We haven't had a zombie film on here for a while, have we? And I mean actual zombies; not rabid-but-alive people erroneously labelled as zombies; not animal zombies whose bite turns humans into mutated zombies; and a whole movie about them, not just having them shoehorned in to please an international market. Although Lucio Fulci is still involved with this one. Yes, it's time for another of the more infamous of the video nasties - Zombie Flesh Eaters (aka Zombi[e] 2; Island Of The Flesh Eaters; Zombie; Zombie 2: The Dead Are Among Us; and Island Of The Living Dead - and those are just the English language titles).

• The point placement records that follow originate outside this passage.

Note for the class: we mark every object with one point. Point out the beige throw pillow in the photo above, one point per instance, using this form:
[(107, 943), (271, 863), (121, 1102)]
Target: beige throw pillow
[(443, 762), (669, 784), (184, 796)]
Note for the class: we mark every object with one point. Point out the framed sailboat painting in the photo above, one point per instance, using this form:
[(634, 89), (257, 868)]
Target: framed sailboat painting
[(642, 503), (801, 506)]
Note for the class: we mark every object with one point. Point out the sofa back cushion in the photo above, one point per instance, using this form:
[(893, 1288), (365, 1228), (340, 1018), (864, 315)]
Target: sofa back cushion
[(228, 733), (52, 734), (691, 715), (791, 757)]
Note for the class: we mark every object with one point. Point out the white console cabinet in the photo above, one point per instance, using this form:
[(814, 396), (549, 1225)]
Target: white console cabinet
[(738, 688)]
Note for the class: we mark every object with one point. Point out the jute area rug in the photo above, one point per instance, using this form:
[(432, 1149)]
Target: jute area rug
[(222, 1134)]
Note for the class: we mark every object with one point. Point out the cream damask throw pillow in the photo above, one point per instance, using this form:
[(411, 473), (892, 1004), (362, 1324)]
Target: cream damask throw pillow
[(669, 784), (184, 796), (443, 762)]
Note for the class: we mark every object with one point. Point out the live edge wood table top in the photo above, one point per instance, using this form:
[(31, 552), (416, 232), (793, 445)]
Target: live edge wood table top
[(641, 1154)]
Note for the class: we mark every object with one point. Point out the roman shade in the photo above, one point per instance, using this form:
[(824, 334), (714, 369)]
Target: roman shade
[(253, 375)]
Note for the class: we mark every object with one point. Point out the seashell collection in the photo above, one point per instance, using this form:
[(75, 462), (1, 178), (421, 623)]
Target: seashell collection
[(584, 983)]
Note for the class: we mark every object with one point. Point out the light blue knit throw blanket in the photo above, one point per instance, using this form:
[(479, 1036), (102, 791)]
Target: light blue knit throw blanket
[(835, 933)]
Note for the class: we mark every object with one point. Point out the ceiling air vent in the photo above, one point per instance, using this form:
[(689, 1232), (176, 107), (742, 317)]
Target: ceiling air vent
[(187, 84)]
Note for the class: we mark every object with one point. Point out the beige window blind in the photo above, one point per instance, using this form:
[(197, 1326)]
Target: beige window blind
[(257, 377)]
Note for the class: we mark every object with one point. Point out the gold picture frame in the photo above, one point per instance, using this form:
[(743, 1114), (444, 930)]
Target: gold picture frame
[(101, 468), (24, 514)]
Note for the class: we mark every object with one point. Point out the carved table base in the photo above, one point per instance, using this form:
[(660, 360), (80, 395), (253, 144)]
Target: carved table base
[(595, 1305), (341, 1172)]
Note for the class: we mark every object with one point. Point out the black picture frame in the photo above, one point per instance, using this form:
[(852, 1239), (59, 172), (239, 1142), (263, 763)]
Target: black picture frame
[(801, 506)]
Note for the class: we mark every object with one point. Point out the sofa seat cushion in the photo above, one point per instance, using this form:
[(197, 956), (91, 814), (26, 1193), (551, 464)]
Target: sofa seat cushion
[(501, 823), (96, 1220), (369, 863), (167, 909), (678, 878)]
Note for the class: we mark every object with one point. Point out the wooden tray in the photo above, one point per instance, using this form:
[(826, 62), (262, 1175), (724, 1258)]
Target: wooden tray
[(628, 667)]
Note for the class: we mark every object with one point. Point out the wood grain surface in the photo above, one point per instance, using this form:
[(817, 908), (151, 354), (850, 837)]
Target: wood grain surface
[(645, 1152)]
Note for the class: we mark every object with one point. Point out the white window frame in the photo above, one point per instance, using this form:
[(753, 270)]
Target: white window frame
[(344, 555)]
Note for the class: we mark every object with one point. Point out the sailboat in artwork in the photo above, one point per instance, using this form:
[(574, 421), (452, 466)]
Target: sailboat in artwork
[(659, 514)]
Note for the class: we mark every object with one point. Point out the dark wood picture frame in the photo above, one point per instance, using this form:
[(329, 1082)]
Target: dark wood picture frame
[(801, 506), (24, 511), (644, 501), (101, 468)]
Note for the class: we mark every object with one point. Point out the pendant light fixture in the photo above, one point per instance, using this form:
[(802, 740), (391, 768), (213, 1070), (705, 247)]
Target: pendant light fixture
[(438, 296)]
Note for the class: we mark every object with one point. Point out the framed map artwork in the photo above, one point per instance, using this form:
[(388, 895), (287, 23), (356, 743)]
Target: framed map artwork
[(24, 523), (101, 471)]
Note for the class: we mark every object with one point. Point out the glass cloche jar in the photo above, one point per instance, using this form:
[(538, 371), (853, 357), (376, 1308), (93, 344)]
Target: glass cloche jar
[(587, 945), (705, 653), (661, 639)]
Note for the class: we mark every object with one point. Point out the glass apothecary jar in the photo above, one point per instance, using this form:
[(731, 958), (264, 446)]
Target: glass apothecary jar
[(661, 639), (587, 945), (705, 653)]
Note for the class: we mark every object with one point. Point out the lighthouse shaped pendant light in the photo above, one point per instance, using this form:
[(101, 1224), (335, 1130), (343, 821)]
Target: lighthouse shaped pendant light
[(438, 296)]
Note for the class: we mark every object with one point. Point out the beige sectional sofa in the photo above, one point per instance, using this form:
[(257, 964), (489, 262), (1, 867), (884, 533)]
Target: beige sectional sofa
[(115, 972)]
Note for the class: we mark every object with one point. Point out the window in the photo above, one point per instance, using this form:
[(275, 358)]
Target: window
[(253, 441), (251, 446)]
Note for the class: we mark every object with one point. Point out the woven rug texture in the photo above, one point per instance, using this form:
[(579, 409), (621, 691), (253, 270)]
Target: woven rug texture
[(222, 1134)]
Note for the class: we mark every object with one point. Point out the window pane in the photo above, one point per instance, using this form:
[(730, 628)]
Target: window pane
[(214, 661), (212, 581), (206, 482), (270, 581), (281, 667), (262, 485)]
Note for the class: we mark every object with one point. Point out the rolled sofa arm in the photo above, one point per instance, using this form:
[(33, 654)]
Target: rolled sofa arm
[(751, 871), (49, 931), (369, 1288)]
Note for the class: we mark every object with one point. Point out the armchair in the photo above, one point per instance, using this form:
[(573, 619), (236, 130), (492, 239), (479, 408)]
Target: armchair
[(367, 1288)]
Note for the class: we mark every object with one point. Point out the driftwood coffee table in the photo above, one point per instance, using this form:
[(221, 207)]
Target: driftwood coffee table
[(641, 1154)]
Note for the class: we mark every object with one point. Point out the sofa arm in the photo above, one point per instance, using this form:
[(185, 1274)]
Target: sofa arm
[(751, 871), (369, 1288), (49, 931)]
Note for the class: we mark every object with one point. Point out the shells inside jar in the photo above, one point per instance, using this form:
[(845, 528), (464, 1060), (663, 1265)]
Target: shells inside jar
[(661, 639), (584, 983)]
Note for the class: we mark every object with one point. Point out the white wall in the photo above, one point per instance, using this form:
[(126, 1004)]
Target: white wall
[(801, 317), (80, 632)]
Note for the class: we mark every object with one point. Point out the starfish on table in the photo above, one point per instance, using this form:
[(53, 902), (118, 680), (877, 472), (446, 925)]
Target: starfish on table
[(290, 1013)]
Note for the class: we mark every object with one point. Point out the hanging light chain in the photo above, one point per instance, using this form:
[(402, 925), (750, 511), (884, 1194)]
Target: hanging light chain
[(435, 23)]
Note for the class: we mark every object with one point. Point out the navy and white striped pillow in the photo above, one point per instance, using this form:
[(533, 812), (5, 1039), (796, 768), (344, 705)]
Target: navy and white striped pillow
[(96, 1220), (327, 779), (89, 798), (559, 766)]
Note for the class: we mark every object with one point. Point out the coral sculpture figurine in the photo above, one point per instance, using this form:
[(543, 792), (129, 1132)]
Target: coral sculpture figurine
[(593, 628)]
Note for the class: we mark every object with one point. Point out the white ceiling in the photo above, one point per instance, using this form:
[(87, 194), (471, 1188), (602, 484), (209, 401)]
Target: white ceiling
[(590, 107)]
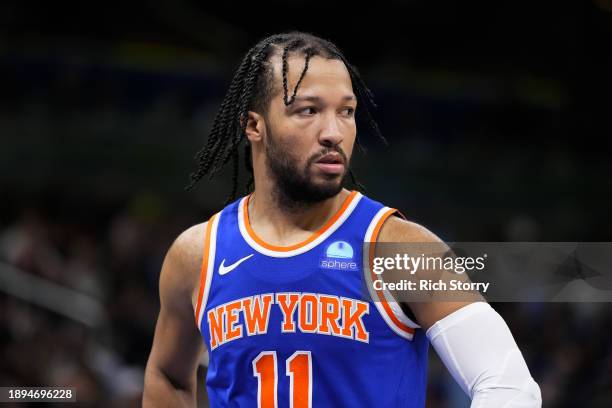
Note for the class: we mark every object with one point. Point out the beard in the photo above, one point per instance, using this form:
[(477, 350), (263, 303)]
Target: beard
[(295, 187)]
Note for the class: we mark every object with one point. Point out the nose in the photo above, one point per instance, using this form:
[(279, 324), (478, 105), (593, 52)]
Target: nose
[(331, 134)]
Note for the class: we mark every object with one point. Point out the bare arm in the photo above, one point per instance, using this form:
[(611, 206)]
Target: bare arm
[(398, 230), (170, 375)]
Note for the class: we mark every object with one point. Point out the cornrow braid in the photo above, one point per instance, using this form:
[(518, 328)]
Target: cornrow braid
[(251, 89)]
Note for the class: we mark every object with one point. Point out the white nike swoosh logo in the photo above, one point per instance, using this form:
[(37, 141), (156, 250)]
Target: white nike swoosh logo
[(225, 269)]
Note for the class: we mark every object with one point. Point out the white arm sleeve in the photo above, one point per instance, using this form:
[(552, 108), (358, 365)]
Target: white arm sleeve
[(478, 349)]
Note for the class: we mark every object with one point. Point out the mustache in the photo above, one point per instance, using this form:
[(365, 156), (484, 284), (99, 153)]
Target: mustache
[(322, 153)]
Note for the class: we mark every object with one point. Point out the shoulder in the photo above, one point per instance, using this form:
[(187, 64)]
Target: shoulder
[(181, 268), (396, 229)]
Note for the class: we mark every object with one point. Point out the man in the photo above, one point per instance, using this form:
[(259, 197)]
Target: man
[(274, 280)]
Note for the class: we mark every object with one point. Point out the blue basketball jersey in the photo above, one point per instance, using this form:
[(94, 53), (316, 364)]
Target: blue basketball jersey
[(295, 327)]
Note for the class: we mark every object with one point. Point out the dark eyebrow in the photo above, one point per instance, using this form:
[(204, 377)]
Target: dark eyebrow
[(318, 99)]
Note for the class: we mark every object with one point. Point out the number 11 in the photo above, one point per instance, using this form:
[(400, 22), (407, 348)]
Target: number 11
[(298, 368)]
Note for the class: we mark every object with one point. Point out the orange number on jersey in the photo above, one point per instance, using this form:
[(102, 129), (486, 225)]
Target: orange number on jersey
[(298, 368)]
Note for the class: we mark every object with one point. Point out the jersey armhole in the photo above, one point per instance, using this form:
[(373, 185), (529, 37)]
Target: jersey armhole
[(391, 311), (206, 269)]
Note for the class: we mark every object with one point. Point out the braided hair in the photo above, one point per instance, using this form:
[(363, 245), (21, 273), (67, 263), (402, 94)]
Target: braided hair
[(252, 88)]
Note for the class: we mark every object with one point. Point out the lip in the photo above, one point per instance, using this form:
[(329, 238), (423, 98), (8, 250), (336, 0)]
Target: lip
[(331, 163), (331, 168)]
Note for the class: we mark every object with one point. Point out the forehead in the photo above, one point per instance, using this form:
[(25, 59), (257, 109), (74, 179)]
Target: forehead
[(324, 76)]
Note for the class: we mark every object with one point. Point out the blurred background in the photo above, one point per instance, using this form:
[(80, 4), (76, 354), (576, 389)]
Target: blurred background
[(499, 122)]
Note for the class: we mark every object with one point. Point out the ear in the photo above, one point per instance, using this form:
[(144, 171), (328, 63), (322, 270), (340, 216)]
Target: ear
[(255, 127)]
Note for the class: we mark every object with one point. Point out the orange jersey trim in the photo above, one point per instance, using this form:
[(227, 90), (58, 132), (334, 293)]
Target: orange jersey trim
[(204, 268), (381, 297), (314, 236)]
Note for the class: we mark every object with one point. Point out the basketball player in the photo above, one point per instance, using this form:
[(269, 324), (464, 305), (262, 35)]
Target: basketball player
[(285, 324)]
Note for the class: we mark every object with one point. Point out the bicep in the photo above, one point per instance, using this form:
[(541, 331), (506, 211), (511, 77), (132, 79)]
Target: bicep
[(177, 344)]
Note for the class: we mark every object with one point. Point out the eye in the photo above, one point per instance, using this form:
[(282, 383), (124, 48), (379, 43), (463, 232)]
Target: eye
[(349, 111)]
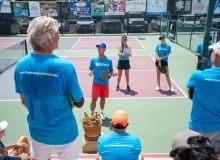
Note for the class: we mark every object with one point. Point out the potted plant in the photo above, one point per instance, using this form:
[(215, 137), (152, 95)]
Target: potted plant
[(92, 126)]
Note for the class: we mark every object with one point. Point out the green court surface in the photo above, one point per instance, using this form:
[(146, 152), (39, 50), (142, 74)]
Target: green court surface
[(154, 119)]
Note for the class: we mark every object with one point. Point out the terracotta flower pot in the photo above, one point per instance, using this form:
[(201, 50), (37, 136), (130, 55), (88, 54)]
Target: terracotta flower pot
[(92, 133)]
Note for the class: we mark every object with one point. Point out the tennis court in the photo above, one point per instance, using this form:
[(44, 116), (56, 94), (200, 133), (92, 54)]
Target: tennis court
[(155, 117)]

A boat drifts into New York harbour; it's seemingly abandoned except for the morbidly obese zombie stumbling around on board who takes a bite out of one of the police officers sent to investigate before getting shot and tumbling into the water. The boat belonged to a Dr Bowles, but he is nowhere to be found - so his daughter Ann and reporter Peter West decide to do their own investigation and head off to the Caribbean island of Matul, where Ann's father was last heard from. Along the way, they meet up with two tourists with a boat, Brian and Susan, and all four go to Matul together. There they discover that the dead on the island are returning to life, allegedly because of a strange new disease but there are suggestions of voodoo being the cause from the locals. The four of them then find themselves fighting to survive against an onslaught of zombies long enough to escape the island...
Zombie Flesh Eaters is best-known for two scenes in particular: a scene where a zombie and a shark have an underwater fight over which of them gets to eat a half-naked Susan; and a scene in which a screaming woman slowly has her head pulled forward until her eye is impaled on a large splinter of wood in loving close-up (which then snaps off while still embedded deeply in her eye, just to add insult to injury). The former scene leaves you no doubt thinking, "What a bloody brave stuntman that was,"; while the latter scene was most likely the reason the film ended up on the DPP's video nasties list - violence to eyes was always a great big no-no for them.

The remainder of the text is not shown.